Setelah aku melewati kehidupan didesa yang biasa-biasa aja, yang gitu-gitu aja dengan nuansa slow living. Melihat orang mengayuh sepeda dengan santai, melihat bapak-bapak menikmati kopi diteras ataupun sekedar pergi memancing disungai dan kebiasaan warga desa lainnya. Langkah demi langkah, aku belajar menikmati hal-hal kecil, menemukan makna di balik kesederhanaan, dan mensyukuri apa yang tersedia di sekitarku. Dalam perjalanan itu, aku makin mencari tahu, apa sebenarnya yang dicari manusia dalam hidup ini? Pengakuankah, validasikah, pekerjaankah, kedudukankah, jabatankah? Mungkin pencarian itu tidak akan pernah ada habisnya apabila terus mengikuti ukuran dan definisi orang lain. Selalu akan bermunculan ukuran-ukuran baru yang dapat menggoyahkan prinsip hidup kita, sehingga pada akhirnya kita terlena, terlupa, dan kehilangan diri sendiri di tengah arus yang tak pernah berhenti.
Maka dari itu, penting rasanya
menemukan dan mendefinisikan makna hidup sendiri, apa yang memang paling berarti
dan bernilai bagi diri kita. Hal ini juga dilatarbelakangi perbedaan
lingkungan, tempat tinggal, dan sikap penerimaan; di desa hidup berjalan lebih
tenang, manusia lebih gampang menerima keadaan, dan hubungan antarsesamanya
masih erat, sedangkan di kota, hiruk-pikuk dan persaingan terus terjadi,
sehingga kadang membuat seseorang mudah kehilangan jati diri, terombang-ambing,
dan gelisah mencari tempat di tengah keramaian. Dengan menemukan makna hidup
sendiri, kita nantinya tidak mudah goyah, apa pun godaan dan masalah yang
datang nantinya. Kita juga perlu terus membangun kesadaran diri, selalu
bertanya pada diri: apa sebenarnya tujuan aku hidup, apa yang paling penting
bagiku, dan apa yang ingin aku wariskan nantinya?

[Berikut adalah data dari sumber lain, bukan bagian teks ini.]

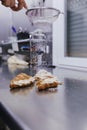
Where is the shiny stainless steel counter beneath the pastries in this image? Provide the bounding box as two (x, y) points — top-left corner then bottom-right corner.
(0, 63), (87, 130)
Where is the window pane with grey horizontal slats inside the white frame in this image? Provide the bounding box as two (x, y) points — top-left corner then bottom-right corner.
(67, 0), (87, 58)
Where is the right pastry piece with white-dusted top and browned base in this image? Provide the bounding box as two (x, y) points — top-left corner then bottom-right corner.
(35, 70), (61, 90)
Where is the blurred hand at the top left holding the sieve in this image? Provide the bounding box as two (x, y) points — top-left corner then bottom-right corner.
(1, 0), (27, 11)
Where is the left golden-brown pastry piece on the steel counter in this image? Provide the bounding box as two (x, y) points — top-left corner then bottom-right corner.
(10, 73), (35, 89)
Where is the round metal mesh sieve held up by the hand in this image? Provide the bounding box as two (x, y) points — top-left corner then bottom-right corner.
(26, 7), (61, 24)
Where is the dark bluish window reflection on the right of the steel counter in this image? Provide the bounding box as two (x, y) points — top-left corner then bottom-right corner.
(64, 78), (87, 130)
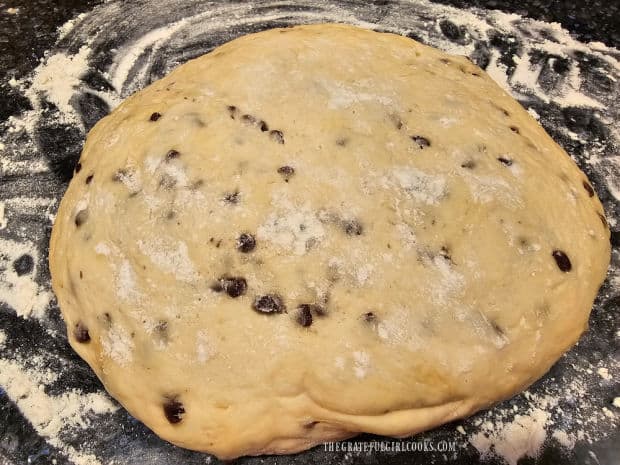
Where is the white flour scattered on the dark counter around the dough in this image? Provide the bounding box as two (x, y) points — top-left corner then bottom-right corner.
(0, 0), (620, 465)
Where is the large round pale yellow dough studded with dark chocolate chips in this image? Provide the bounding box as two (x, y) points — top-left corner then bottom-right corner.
(50, 25), (610, 458)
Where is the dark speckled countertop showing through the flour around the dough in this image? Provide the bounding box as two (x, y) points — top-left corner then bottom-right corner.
(0, 0), (620, 465)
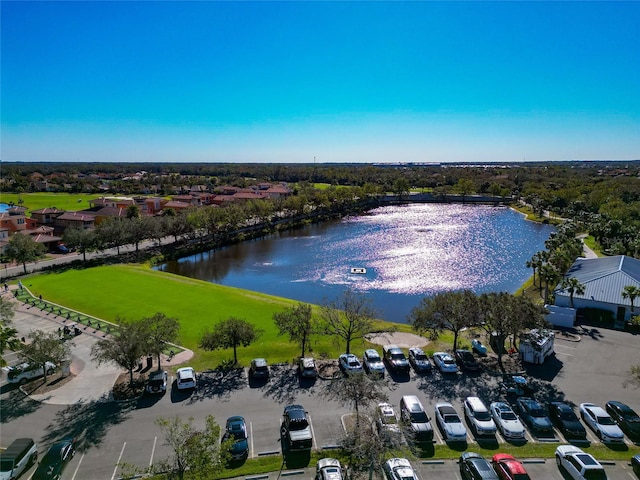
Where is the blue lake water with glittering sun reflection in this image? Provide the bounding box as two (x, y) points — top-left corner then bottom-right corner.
(158, 204), (554, 322)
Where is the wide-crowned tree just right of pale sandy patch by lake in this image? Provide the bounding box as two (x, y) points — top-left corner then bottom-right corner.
(409, 290), (481, 351)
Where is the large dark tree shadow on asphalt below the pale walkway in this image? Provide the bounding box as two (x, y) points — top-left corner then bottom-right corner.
(43, 394), (135, 451)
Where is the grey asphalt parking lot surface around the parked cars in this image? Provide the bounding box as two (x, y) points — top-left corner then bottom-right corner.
(2, 314), (640, 479)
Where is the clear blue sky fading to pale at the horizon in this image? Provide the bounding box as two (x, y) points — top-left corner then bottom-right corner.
(0, 1), (640, 162)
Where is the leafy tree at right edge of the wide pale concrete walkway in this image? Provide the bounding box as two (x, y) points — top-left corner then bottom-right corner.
(91, 318), (148, 385)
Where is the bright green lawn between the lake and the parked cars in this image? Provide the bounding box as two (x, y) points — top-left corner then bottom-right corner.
(23, 265), (410, 370)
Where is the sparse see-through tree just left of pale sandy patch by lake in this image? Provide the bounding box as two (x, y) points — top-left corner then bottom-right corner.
(321, 289), (375, 353)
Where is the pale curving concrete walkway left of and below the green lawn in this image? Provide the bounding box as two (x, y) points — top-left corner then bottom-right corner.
(2, 286), (193, 405)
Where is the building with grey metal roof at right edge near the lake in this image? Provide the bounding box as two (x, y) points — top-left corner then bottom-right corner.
(553, 255), (640, 328)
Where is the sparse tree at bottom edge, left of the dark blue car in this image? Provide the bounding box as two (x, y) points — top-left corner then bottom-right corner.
(153, 415), (228, 480)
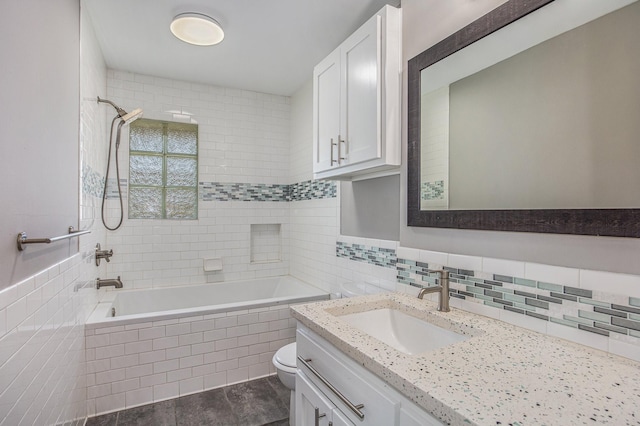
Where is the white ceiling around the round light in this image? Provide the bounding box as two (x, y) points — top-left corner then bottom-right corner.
(82, 0), (400, 96)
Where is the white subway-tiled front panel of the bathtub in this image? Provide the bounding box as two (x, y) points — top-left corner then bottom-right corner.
(85, 305), (295, 416)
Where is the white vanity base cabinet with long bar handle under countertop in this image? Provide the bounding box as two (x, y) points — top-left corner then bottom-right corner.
(295, 323), (442, 426)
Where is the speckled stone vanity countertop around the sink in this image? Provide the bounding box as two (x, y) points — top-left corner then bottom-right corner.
(291, 293), (640, 426)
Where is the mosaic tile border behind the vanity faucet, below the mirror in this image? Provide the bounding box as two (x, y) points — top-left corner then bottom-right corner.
(396, 259), (640, 343)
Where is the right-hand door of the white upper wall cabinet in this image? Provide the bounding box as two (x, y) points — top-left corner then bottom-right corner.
(340, 15), (382, 165)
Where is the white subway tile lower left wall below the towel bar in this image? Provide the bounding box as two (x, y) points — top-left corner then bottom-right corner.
(0, 254), (95, 425)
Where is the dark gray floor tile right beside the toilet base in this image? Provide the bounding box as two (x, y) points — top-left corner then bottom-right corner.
(224, 378), (289, 426)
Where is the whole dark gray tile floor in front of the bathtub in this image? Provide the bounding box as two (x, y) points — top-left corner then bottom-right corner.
(86, 376), (289, 426)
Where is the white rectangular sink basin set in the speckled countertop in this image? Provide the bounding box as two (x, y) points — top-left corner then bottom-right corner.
(339, 308), (469, 355)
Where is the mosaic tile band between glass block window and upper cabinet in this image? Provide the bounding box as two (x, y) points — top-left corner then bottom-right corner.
(198, 180), (337, 202)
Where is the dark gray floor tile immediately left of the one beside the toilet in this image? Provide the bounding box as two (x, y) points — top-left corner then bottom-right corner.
(176, 388), (240, 426)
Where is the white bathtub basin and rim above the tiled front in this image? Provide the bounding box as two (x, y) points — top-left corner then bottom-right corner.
(87, 276), (329, 325)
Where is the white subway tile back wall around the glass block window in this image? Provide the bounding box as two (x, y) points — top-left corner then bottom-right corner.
(107, 70), (290, 288)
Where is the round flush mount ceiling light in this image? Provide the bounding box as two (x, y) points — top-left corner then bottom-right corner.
(170, 12), (224, 46)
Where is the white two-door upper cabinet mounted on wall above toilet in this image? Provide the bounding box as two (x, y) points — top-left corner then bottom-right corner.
(313, 6), (402, 179)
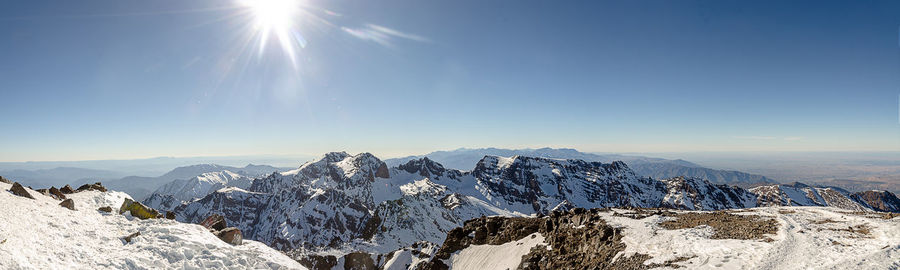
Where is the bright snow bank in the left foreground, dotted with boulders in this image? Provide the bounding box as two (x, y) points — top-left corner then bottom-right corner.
(0, 183), (303, 269)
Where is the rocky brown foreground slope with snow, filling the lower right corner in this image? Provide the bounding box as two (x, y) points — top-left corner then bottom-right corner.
(418, 207), (900, 269)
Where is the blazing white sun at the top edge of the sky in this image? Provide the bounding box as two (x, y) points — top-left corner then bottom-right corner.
(240, 0), (303, 62)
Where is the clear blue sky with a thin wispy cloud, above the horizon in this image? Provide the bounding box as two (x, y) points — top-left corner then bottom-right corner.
(0, 0), (900, 161)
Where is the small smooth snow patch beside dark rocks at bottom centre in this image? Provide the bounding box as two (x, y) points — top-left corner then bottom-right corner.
(449, 233), (544, 270)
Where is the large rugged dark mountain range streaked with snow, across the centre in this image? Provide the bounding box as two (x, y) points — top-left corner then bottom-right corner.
(169, 152), (816, 268)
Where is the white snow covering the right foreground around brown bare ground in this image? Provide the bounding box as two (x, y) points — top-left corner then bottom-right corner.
(601, 207), (900, 270)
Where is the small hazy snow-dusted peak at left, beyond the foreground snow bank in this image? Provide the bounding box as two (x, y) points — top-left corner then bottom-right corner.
(144, 170), (253, 210)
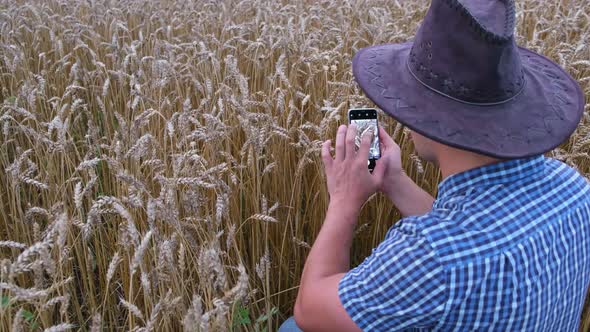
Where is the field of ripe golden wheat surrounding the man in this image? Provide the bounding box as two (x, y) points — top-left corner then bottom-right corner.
(0, 0), (590, 331)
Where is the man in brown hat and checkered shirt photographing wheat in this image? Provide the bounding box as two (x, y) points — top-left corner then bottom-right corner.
(280, 0), (590, 331)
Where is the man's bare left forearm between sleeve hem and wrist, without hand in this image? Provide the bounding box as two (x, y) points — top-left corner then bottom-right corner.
(294, 201), (360, 331)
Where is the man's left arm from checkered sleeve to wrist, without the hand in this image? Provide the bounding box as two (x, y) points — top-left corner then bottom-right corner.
(295, 193), (448, 332)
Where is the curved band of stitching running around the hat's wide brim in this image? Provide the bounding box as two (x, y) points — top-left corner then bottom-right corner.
(365, 49), (571, 151)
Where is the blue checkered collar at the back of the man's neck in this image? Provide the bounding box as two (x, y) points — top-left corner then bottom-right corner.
(437, 154), (545, 200)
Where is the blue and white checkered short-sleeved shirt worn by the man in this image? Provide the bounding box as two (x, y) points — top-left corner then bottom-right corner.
(338, 155), (590, 331)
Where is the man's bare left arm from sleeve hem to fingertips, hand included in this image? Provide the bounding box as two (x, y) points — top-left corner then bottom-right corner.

Lalu, definisi hidupmu apa? Terlepas dari setiap orang punya definisi hidup yang berbeda, satu hal yang pasti: tidak ada manusia yang terhindar dari ujian dan masalah. Hidup memang perjalanan belajar yang tak pernah usai life long learning, di mana kesabaran dan syukur menjadi kunci penting untuk terus melangkah. Dari proses belajar inilah nantinya kesadaran diri dapat terus naik, matang, dan menemukan makna yang lebih luas. Hal ini juga bergantung pada seberapa kuat kita mendefinisikan hidup, memahami apa yang paling penting, dan belajar menerima apa yang terjadi, sambil terus menjadi lebih baik. Kalau definisi hidupmu adalah ketenangan, maka kau tidak akan mudah goyah saat melihat orang lain pamer materi, gelar, atau jabatan. Dan memang, tidak ada yang salah dengan kegiatan pamer (flexing) tersebut, karena pada dasarnya era teknologi saat ini turut mendorong sikap itu salah satunya akibat kesepian dan kebutuhan manusia akan pengakuan. Maka dari itu, pintar-pintarnya kitalah yang harus belajar membangun “benteng pertahanan diri” menjaga hati dan pikiran agar tidak mudah terbawa arus dan ukuran hidup orang lain. Dengan memahami makna hidup sendiri, belajar sabar, bersyukur, dan terus belajar, kita dapat menemukan kedamaian dan kepuasan yang sejati.